De rechtbank constateert dat het bezwaarschrift tijdig namens veroordeelde ter griffie van deze rechtbank is ingediend.
Op grond van de hierboven genoemde stukken en de behandeling ter terechtzitting is de rechtbank van oordeel dat veroordeelde de opgelegde taakstraf niet naar behoren heeft verricht. Veroordeelde wist dat hij een taakstraf moest verrichten. Hij is op 9 november 2015 verschenen op het intakegesprek bij de reclassering. Tijdens die afspraak zijn eerdere taakstraffen die negatief zijn geretourneerd uitvoerig besproken en is bij veroordeelde benadrukt dat hij zich aan de afspraken moest houden. Tevens is met hem afgesproken op welke dagen hij zou gaan werken. Veroordeelde is vervolgens geen enkele keer verschenen op het taakstrafproject en heeft ook geen contact met de reclassering opgenomen.
Nu veroordeelde daarnaast niet ter zitting is verschenen om een toelichting te geven, ziet de rechtbank op grond van het voorgaande geen reden om de veroordeelde nogmaals de kans te geven de taakstraf uit te voeren. Het bezwaarschrift zal daarom ongegrond worden verklaard.

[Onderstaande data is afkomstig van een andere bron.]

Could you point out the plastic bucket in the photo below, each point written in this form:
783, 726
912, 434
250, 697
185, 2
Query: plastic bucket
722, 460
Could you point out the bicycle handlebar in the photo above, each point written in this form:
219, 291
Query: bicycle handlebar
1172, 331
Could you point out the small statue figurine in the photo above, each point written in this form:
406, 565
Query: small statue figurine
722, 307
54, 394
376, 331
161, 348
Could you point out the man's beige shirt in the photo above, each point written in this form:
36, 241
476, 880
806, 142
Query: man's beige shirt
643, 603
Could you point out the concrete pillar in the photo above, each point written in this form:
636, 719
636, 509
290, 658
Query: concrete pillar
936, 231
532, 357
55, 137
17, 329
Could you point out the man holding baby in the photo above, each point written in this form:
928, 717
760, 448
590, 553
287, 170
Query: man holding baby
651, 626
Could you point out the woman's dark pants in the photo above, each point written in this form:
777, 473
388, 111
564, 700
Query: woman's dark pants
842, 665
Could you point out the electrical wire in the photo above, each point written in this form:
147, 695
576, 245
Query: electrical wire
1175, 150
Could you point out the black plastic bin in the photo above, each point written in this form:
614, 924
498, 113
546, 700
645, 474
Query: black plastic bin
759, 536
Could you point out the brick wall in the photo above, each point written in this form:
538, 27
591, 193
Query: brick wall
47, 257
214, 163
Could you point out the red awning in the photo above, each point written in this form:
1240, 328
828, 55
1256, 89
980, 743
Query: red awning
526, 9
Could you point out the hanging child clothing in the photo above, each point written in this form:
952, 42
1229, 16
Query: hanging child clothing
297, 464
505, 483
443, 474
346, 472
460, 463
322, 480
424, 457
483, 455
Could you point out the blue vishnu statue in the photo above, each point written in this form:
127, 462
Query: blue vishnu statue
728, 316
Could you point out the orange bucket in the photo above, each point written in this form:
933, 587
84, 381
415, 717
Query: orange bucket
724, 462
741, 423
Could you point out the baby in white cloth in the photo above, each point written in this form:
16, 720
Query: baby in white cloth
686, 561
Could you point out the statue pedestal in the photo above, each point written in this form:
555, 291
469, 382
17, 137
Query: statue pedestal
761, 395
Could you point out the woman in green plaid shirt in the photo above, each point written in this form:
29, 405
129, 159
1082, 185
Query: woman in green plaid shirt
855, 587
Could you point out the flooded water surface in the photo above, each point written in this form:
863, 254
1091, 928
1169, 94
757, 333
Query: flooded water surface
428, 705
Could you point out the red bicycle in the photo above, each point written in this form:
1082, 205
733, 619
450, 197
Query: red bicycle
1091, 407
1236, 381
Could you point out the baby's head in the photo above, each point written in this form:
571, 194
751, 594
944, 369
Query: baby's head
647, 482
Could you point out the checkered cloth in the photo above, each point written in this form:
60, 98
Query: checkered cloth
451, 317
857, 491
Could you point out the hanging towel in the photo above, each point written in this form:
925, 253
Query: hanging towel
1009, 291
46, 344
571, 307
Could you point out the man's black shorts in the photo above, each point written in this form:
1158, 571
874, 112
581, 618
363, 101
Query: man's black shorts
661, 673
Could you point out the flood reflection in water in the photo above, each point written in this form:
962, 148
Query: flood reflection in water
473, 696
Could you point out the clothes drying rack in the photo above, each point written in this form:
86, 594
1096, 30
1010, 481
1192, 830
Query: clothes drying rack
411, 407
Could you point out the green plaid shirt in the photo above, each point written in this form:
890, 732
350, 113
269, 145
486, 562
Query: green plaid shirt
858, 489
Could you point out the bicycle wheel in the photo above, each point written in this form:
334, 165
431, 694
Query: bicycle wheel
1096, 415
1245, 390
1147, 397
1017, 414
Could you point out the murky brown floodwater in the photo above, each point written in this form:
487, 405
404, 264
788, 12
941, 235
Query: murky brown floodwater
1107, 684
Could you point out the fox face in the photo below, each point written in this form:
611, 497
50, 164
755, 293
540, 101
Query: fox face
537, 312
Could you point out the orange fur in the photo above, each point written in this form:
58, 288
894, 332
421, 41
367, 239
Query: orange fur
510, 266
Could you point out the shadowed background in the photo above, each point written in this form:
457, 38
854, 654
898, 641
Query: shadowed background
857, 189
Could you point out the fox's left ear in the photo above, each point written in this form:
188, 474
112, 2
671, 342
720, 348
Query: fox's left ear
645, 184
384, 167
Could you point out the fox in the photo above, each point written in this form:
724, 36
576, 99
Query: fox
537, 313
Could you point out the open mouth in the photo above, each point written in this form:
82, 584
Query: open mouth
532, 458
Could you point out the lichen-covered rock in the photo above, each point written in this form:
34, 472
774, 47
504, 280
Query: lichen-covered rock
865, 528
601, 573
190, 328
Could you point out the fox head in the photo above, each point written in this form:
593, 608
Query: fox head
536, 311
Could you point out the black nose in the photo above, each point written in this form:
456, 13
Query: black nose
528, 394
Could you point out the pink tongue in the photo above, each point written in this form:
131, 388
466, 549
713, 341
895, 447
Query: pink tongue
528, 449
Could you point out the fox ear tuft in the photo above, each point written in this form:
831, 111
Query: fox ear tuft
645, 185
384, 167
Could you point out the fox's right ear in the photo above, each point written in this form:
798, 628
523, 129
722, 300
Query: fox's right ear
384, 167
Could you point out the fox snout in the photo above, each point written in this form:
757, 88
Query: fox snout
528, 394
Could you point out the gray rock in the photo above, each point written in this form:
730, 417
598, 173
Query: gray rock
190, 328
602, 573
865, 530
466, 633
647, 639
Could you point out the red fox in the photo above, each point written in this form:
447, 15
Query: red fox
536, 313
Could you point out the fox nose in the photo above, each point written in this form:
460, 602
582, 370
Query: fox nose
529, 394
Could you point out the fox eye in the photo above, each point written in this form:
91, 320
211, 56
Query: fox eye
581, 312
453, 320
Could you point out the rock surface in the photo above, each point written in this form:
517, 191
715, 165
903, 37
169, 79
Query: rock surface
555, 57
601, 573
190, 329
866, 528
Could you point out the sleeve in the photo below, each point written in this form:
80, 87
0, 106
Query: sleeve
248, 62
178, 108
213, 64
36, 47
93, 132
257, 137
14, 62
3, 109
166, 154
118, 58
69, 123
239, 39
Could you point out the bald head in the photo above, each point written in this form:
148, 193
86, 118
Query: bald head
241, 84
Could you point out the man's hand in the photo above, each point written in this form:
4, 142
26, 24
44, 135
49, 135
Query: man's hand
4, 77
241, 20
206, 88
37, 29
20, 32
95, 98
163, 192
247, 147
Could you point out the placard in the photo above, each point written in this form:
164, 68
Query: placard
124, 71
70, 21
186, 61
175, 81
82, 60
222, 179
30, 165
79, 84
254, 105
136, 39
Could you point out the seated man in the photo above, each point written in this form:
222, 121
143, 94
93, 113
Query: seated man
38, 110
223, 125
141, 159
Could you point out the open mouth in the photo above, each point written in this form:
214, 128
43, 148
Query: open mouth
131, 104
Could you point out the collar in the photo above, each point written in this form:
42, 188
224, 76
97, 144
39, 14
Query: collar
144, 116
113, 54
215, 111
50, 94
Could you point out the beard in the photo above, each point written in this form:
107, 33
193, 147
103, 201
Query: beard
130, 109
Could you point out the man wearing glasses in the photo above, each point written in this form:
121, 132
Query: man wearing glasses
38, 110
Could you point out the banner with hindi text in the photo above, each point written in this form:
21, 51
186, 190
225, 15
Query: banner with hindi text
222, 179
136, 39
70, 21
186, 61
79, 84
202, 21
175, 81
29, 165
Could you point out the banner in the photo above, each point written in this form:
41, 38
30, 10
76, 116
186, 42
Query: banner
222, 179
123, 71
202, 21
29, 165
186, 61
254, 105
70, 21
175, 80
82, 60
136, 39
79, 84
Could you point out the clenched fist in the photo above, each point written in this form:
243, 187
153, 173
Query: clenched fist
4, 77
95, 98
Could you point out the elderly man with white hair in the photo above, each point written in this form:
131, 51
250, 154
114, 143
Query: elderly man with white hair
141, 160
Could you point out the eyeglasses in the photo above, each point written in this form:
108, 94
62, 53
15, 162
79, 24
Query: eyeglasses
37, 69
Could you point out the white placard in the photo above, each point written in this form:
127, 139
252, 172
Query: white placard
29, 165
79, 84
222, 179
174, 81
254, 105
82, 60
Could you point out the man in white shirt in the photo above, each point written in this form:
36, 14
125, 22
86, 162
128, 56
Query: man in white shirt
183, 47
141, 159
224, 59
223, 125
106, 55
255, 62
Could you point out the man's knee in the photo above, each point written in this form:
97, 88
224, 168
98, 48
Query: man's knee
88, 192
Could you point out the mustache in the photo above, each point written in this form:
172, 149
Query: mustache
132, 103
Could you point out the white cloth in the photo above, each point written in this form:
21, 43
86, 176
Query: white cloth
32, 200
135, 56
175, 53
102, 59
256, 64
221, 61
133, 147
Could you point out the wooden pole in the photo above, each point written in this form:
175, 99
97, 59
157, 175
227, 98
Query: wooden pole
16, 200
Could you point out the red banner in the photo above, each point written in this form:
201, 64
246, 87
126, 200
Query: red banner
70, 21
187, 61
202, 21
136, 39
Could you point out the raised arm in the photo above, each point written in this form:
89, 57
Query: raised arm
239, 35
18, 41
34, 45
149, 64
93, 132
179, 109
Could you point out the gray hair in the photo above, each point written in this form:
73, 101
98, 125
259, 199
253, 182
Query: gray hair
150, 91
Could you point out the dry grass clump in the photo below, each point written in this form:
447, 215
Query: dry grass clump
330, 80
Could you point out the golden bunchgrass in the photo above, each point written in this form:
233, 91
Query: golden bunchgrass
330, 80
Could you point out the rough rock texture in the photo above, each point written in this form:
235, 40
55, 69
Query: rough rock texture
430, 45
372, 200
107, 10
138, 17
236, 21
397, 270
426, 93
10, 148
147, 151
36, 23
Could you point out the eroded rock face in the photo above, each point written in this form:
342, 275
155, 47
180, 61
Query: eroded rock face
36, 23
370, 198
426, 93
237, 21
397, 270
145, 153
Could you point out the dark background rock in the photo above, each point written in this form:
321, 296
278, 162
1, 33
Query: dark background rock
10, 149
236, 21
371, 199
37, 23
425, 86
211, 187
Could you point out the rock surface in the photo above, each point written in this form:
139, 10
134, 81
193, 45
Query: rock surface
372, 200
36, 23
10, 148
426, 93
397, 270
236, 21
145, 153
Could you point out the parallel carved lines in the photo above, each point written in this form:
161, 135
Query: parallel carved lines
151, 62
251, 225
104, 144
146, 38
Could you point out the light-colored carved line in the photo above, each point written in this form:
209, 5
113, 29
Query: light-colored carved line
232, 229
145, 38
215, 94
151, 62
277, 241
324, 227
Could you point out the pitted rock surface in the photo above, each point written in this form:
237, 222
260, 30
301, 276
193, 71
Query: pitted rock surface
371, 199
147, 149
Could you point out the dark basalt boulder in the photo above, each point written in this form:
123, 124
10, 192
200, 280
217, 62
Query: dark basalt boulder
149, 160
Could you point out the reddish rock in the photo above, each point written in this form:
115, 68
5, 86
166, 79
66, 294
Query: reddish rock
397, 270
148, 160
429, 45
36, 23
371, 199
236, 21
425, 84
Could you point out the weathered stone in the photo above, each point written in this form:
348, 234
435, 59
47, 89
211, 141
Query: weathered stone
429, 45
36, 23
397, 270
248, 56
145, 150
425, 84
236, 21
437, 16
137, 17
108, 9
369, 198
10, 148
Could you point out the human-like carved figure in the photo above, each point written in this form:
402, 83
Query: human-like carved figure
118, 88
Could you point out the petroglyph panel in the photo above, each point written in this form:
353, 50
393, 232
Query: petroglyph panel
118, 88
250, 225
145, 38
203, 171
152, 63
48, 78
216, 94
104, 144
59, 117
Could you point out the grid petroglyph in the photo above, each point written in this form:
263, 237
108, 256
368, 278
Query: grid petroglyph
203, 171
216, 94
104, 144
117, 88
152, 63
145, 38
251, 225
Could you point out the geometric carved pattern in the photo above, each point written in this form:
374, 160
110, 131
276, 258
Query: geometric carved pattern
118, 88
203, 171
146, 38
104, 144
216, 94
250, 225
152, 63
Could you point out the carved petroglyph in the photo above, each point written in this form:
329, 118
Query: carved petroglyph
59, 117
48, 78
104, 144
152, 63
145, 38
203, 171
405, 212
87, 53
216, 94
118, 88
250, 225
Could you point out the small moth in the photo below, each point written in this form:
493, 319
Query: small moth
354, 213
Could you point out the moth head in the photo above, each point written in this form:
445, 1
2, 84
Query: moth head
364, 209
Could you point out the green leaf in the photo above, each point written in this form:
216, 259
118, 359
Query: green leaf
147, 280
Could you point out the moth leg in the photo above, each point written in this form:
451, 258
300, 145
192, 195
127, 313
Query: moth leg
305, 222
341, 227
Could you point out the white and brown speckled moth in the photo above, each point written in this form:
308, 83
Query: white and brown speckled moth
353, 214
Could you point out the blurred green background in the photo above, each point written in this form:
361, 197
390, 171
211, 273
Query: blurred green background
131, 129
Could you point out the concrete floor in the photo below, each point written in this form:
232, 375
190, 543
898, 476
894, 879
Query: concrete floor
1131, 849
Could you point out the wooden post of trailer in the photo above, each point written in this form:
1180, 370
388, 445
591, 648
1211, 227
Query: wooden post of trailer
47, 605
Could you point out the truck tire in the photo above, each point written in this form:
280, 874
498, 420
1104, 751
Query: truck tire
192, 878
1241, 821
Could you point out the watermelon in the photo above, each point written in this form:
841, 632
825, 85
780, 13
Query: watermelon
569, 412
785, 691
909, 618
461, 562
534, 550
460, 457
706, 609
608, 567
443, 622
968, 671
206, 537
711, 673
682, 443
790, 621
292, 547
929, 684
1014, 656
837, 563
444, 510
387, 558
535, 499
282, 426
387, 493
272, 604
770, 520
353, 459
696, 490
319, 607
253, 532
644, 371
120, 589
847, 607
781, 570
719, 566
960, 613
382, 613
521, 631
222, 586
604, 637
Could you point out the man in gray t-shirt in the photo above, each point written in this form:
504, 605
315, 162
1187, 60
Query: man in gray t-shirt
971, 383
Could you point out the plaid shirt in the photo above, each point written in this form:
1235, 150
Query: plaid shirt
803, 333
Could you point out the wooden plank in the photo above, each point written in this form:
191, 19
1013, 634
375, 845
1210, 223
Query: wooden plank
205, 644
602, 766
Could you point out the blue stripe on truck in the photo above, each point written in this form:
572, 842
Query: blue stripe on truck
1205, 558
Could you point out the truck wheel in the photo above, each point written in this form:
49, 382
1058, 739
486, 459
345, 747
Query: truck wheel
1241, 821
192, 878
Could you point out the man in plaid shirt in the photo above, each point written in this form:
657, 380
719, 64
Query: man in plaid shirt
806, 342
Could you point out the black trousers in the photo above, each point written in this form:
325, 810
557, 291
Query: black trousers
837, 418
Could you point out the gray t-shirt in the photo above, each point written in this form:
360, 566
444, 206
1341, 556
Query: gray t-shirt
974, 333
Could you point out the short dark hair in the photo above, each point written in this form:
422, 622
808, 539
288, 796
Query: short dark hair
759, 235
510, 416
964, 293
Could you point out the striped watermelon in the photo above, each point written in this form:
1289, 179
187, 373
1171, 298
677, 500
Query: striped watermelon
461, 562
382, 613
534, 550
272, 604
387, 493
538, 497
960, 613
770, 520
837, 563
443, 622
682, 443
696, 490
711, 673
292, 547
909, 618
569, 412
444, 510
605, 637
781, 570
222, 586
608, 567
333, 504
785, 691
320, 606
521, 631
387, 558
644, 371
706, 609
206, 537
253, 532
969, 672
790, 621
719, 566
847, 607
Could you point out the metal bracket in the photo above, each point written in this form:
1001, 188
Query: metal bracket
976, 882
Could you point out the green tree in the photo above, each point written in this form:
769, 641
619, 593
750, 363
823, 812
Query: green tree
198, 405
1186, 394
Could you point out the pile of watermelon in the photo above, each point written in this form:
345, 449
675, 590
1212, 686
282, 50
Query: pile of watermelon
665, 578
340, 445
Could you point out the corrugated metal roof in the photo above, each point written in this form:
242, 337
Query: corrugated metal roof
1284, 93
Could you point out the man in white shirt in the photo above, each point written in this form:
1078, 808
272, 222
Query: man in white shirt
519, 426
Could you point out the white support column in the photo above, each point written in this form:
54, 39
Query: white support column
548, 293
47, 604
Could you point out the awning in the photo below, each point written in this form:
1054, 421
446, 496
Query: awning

De rechtbank heeft rekening gehouden met artikel 22g van het Wetboek van Strafrecht.

5.Beslissing

De rechtbank verklaart het bezwaarschrift ongegrond.
Deze beslissing is genomen door:
mr. J.M. Eelkema, voorzitter,
mrs. A.J.P. Schotman en K.J. Veenstra, rechters,
in tegenwoordigheid van mr. J. van Elk, griffier
en uitgesproken op de openbare terechtzitting van deze rechtbank van 13 april 2016.
Mr. J.M. Eelkema is buiten staat deze beslissing mee te ondertekenen.